Downeast Maine’s open blueberry barrens on the ridges, meanwhile, give me a sensation of the Big Sky Country of Montana or the Horse Heaven Hills of Washington state, except that the blue overhead isn’t the same deep intensity.

I believe that the presence of Indigenous peoples is another part of the mix. Eastport is adjacent to the Passamaquoddy’s Pleasant Point Reservation, as we’re reminded every time we drive to or from our island. They’re one of the four tribes comprising the Wabanaki Alliance in the state.

Yes, there is a kind of frontier feel around here. I’d suggest calling the area the Far East, but that name’s already been taken.

Fact is, many of the old ships that sailed to the Far East were built along these shores rather than those of the Far West.

A quick take of my first year here

Whale watches, the ferry to and from Lubec, plus the Fourth of July, salmon, and pirate festivals were all fun.
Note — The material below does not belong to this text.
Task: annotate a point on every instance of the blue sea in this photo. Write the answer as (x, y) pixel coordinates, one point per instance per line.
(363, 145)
I even observed a beluga that lingered just offshore my first time out on the water here.

The island’s ten degrees cooler than the mainland in summer – I wore shorts only three times, all of them when I was off to run errands elsewhere. And supposedly the temps run ten degrees warmer in winter, though this house is still cold. We really do need to replace the windows and thoroughly insulate.

We missed gardening, apart from the little fenced-in patch in the front yard, but not the weeding, though the rabbits still happily devoured anything I brought in. Rather than squirrels as a menace, we have deer – especially when the wild apple tree starts bearing. They eat nearly everything in sight, including tomatoes, as I learned before reinforcing the rim of our little garden. Still, I nearly got a doe to eat a cookie from my hand one evening. My wife wasn’t so daring. And tomatoes? They really don’t grow well around here. But the oxeye daisies, basil, and lettuce continued merrily all summer.

None of the big renovations we’d anticipated got done. Contractors are booked out a year in advance, and the one we had lined up backed out before tackling the roof that our insurance company wants replaced pronto. Well, even if we had gotten started, prices on building supplies did more than double. We’re hoping they drop – soon.